Volunteers measure Lake Tahoe area water quality in annual Tahoe Truckee Snapshot Day
A volunteer army of citizen scientists fanned out across the Lake Tahoe area watershed on Saturday morning for the annual Tahoe-Truckee Snapshot Day.
The 26th annual spring gathering is the area's longest-running citizen science program, where teams of volunteers of all ages and abilities collect water samples and measure their quality across the across the Truckee River watershed. Data from the lakes, streams and rivers provides a point in time snapshot of the quality of the drinking water and recreational areas.
The volunteers tested the water for dissolved oxygen, pH, and nutrients among other categories. The environmental group Keep Tahoe Blue, which organizes the Upper Truckee River segment of the event, says the information is compiled into long-term data sets on water quality conditions and provides baseline data to be used in ongoing and future environmental projects.
"Snapshot Day is a fan-favorite event because it directly connects people with this beautiful watershed where they live, work or play - but in a completely different way," said Courtney Baumann, Keep Tahoe Blue's engagement manager and event organizer in a prepared statement.
The 2026 event involves some 75 locations across the entire watershed, grouped into North Lake Tahoe, South Lake Tahoe, and Middle Truckee River. Water quality data over the past 25 years are compiled into an interactive StoryMap that you can viewed on the Keep Tahoe Blue website.

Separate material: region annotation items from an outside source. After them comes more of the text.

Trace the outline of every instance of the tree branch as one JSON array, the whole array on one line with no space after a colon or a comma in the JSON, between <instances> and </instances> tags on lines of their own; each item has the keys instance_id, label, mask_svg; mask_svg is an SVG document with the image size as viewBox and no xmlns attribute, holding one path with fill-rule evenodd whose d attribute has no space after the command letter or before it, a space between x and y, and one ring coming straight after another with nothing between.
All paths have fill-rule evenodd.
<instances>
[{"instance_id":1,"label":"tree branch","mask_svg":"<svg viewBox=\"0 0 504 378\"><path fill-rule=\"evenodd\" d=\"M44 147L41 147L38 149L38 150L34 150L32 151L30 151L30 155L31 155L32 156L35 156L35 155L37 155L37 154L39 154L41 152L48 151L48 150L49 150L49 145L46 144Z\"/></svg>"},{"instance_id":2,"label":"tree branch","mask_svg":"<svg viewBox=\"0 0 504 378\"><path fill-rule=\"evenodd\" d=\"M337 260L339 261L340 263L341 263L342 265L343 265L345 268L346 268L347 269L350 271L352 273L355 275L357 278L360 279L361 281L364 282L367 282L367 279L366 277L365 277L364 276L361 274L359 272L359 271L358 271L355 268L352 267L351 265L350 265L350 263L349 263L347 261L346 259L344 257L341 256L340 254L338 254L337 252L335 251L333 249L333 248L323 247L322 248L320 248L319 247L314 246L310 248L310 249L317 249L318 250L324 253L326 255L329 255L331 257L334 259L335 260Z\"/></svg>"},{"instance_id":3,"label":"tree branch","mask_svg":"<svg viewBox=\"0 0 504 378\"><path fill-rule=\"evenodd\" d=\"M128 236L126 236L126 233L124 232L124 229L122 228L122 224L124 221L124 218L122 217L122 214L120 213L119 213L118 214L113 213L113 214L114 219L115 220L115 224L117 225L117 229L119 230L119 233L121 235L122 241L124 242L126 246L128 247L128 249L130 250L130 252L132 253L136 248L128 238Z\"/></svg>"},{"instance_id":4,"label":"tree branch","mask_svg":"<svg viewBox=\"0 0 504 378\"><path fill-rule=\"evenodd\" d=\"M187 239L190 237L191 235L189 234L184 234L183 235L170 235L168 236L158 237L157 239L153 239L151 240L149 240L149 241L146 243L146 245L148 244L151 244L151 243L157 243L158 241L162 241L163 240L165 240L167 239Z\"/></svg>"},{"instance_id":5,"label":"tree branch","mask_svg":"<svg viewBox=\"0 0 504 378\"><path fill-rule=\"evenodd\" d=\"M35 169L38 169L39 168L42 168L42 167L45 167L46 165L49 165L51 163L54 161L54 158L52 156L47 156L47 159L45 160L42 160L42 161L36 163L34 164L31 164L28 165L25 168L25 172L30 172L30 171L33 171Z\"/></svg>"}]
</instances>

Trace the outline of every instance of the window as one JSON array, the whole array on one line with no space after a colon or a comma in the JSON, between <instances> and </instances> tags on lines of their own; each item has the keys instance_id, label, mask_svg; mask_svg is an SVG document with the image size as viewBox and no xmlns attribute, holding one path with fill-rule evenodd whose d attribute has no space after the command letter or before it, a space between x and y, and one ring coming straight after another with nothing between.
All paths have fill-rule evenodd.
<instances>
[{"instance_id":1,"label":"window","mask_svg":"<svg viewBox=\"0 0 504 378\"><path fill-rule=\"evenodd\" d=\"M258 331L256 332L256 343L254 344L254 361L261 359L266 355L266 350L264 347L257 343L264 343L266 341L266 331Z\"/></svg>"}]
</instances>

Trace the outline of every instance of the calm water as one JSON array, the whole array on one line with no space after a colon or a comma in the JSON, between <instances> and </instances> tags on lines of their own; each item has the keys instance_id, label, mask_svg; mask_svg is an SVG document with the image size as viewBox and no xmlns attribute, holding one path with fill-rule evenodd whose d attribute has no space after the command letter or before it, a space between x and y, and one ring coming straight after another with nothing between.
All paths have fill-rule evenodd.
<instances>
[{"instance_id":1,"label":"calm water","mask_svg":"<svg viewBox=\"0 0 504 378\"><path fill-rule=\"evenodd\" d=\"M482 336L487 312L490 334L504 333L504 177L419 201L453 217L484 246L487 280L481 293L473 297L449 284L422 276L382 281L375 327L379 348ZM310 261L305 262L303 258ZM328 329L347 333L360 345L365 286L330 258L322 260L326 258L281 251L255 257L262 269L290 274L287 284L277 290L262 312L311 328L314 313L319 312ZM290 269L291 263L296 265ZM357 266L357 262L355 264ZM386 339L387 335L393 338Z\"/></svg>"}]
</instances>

Research by the University of California, Davis indicates that sediment from the Upper Truckee River is a primary driver of the Lake Tahoe's clarity, and recent years have seen a shift in algae composition that also contributes to the lake's clarity. The research from the UC Davis Tahoe Environmental Research Center shows that while the lake is no longer losing about a foot of clarity per year as it did from the 1960s to the the 1990s, it has also not yet improved.